Esta presentación será en inglés y tendrá traducción al español

Abstract. This lecture will share work from the first six years of the ISU Computation & Construction Lab (CCL). The CCL is a physical space that houses digital fabrication machines and robotics – as well as a home to pedagogical experiments, fabricated objects, and theoretical ambitions collected under the hypothesis that computation is informed by and productive of architectural cultures. Or said differently: the CCL is a ‘carrier bag’ to hold the tools for constructing a feminist future for technology (See Le Guin). The CCL gathers these strategies for architecture and computation under the term computational feminism, operating relentlessly upon the cultures of architecture and computation using disciplinary tools: writing, teaching, coding, drawing, making, and building. Projects from each of these categories will be presented as methods for reflecting on how architect and designer’s make-with, attribute, and historicize computational knowledge and labor. 

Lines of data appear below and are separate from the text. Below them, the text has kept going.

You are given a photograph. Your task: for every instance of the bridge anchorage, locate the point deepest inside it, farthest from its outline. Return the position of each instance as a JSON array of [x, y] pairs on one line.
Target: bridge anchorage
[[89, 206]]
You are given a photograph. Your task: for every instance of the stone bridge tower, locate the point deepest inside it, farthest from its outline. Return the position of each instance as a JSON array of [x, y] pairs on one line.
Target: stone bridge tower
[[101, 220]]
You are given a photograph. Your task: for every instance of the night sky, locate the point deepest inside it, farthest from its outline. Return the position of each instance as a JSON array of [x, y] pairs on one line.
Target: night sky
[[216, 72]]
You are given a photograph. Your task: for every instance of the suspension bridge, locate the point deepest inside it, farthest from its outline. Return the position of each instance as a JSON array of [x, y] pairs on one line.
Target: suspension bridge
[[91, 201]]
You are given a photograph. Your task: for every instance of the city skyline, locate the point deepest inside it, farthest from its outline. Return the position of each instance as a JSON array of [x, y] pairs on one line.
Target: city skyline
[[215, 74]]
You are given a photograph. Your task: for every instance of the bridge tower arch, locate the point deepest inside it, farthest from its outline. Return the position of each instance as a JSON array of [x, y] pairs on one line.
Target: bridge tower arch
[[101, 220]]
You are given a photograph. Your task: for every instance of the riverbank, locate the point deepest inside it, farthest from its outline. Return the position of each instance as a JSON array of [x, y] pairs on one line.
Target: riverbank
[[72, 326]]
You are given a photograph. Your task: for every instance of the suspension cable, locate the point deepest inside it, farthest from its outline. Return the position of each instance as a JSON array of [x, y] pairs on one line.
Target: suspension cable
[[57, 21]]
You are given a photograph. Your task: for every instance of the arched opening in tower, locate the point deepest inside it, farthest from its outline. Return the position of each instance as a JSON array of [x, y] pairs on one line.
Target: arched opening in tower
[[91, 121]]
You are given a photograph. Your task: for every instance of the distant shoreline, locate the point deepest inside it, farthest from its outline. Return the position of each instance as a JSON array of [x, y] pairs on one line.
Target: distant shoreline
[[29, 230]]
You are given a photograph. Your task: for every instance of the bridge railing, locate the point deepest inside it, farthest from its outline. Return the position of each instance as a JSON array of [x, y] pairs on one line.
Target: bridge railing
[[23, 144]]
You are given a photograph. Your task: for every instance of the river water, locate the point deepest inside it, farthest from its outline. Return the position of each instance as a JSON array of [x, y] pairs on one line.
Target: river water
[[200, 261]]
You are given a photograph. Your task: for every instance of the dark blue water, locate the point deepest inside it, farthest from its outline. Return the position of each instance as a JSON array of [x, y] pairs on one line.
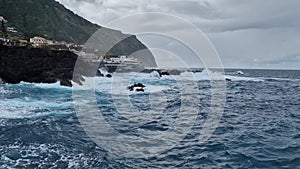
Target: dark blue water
[[260, 126]]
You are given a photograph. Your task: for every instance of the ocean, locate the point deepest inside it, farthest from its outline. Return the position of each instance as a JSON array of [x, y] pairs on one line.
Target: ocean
[[40, 126]]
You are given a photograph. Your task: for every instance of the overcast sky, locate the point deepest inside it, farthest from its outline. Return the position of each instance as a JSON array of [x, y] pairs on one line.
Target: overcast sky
[[246, 33]]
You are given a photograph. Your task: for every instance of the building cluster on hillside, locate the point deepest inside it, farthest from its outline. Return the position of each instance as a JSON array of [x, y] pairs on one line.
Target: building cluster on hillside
[[89, 55]]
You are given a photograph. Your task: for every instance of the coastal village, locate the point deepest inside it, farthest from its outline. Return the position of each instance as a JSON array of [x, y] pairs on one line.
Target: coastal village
[[9, 36]]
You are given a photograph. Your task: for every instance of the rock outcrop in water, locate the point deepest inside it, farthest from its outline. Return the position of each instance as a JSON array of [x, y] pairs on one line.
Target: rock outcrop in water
[[40, 66]]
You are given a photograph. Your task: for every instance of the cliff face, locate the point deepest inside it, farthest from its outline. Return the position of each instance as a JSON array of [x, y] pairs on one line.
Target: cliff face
[[50, 19], [39, 66]]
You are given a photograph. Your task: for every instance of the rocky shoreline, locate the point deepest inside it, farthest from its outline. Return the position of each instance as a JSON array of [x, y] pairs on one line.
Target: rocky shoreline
[[36, 65]]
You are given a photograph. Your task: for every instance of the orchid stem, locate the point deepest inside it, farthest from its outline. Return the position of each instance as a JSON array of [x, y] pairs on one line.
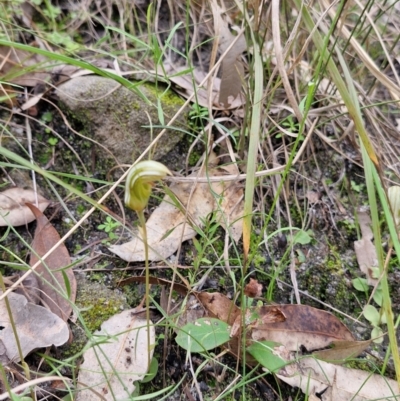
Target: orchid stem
[[142, 223]]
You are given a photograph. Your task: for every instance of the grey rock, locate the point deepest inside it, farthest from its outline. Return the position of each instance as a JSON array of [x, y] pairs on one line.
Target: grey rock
[[115, 116]]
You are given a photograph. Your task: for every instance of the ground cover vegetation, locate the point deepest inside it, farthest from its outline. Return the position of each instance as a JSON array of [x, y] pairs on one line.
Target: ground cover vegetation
[[199, 200]]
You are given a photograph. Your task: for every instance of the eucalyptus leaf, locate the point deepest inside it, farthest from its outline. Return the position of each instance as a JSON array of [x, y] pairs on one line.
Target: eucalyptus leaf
[[377, 335], [203, 335], [371, 314], [264, 352], [360, 284], [302, 237], [378, 296]]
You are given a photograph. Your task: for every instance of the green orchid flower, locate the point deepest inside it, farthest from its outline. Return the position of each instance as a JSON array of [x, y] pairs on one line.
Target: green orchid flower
[[139, 183]]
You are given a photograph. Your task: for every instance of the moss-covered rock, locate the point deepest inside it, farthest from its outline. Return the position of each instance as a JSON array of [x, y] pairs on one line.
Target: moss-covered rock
[[116, 117]]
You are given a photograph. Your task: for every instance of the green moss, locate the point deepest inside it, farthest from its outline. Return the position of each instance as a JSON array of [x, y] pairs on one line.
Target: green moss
[[98, 303], [168, 97]]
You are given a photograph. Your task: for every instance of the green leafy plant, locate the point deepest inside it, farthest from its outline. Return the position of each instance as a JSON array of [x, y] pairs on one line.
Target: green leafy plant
[[371, 313], [109, 227], [139, 182]]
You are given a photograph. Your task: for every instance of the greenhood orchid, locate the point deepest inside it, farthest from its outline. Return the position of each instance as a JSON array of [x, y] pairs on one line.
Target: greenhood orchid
[[139, 183]]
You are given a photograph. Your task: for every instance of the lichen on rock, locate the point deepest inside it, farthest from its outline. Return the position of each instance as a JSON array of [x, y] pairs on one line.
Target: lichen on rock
[[119, 119]]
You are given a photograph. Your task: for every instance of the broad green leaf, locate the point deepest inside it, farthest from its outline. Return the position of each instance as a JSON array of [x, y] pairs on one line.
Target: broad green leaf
[[153, 369], [203, 335], [264, 352], [378, 296], [302, 237], [372, 315], [377, 335], [360, 284]]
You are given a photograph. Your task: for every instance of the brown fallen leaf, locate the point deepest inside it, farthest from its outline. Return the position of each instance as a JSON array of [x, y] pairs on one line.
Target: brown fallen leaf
[[186, 84], [337, 383], [56, 293], [304, 325], [219, 306], [15, 67], [365, 249], [342, 350], [111, 368], [232, 76], [168, 225], [37, 328], [13, 209], [253, 289]]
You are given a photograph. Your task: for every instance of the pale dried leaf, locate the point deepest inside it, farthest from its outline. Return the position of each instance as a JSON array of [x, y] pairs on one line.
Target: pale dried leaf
[[52, 282], [365, 249], [304, 325], [188, 83], [232, 68], [112, 367], [13, 209], [16, 60], [253, 289], [37, 328], [168, 225], [337, 383], [342, 350]]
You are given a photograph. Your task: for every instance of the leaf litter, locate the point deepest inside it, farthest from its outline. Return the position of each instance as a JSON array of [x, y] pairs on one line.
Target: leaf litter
[[117, 357], [13, 208], [170, 224], [275, 340], [56, 280], [36, 326]]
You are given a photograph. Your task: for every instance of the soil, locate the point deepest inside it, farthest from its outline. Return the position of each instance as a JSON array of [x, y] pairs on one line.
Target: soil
[[325, 265]]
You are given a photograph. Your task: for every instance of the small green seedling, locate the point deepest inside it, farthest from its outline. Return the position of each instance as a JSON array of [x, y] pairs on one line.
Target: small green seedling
[[203, 335], [109, 227], [371, 313]]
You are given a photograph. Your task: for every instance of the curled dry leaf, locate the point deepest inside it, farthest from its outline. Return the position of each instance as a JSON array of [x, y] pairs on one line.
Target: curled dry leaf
[[168, 224], [337, 383], [290, 325], [304, 325], [365, 248], [57, 290], [112, 367], [232, 76], [342, 350], [253, 289], [13, 209], [37, 328], [185, 87], [15, 61]]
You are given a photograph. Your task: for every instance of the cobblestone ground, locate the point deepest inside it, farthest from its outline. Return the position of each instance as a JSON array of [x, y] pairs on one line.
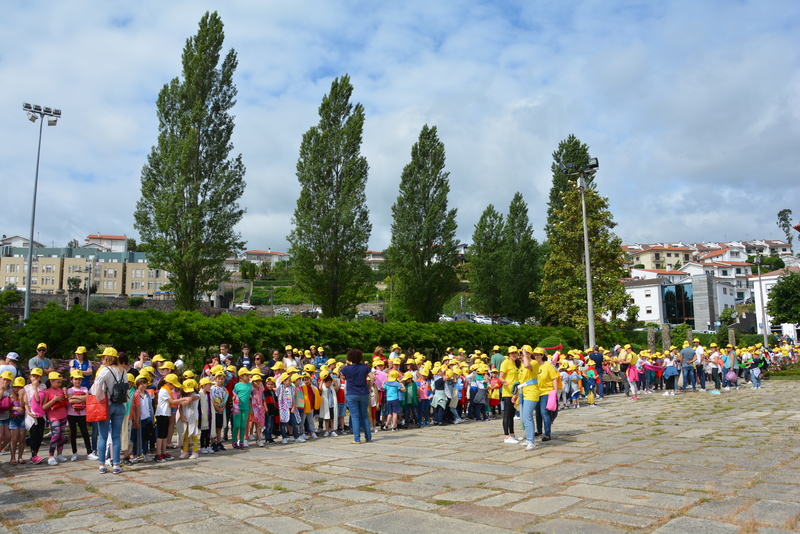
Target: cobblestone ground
[[690, 463]]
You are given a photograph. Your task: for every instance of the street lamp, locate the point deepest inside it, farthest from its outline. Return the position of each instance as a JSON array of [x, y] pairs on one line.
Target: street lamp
[[591, 168], [763, 304], [35, 112]]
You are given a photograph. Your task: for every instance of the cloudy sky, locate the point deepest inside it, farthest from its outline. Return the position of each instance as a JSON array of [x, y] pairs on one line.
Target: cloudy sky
[[693, 108]]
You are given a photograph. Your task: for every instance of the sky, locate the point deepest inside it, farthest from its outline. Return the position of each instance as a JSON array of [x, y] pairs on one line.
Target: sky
[[692, 107]]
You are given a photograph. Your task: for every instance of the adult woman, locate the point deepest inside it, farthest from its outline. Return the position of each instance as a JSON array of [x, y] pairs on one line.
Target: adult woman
[[81, 364], [108, 378], [359, 377]]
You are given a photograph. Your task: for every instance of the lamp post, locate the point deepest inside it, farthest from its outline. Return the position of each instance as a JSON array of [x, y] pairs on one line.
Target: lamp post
[[763, 304], [35, 112], [590, 169]]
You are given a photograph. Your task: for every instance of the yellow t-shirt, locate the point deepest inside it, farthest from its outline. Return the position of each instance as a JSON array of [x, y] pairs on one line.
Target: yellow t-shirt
[[529, 393], [511, 375], [547, 373]]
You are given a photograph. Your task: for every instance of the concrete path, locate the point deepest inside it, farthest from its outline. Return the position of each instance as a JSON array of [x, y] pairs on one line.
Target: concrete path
[[690, 463]]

Keywords. Computation, Feminism, Fabrication, Tools, Construction

Shelby Elizabeth Doyle, AIA is an Associate Professor of Architecture and Stan G. Thurston Professor of Design Build at the Iowa State University College of Design,  co-founder of the ISU Computation & Construction Lab (CCL), and director of the ISU Architectural Robotics Lab (ARL). The central hypothesis of CCL and Doyle’s work is that computation in architecture is a material, pedagogical, and social project; computation is both informed by and productive of architectural cultures. This hypothesis is explored, through the fabrication of built projects and materialized in computational practices. The CCL is invested in questioning the role of education and pedagogy in replicating existing technological inequities, and in pursuing the potential for technology in architecture as a space of and for gender equity. Doyle received a Fulbright Fellowship to Cambodia, a Master of Architecture from the Harvard Graduate School of Design, and a Bachelor of Science in architecture from the University of Virginia.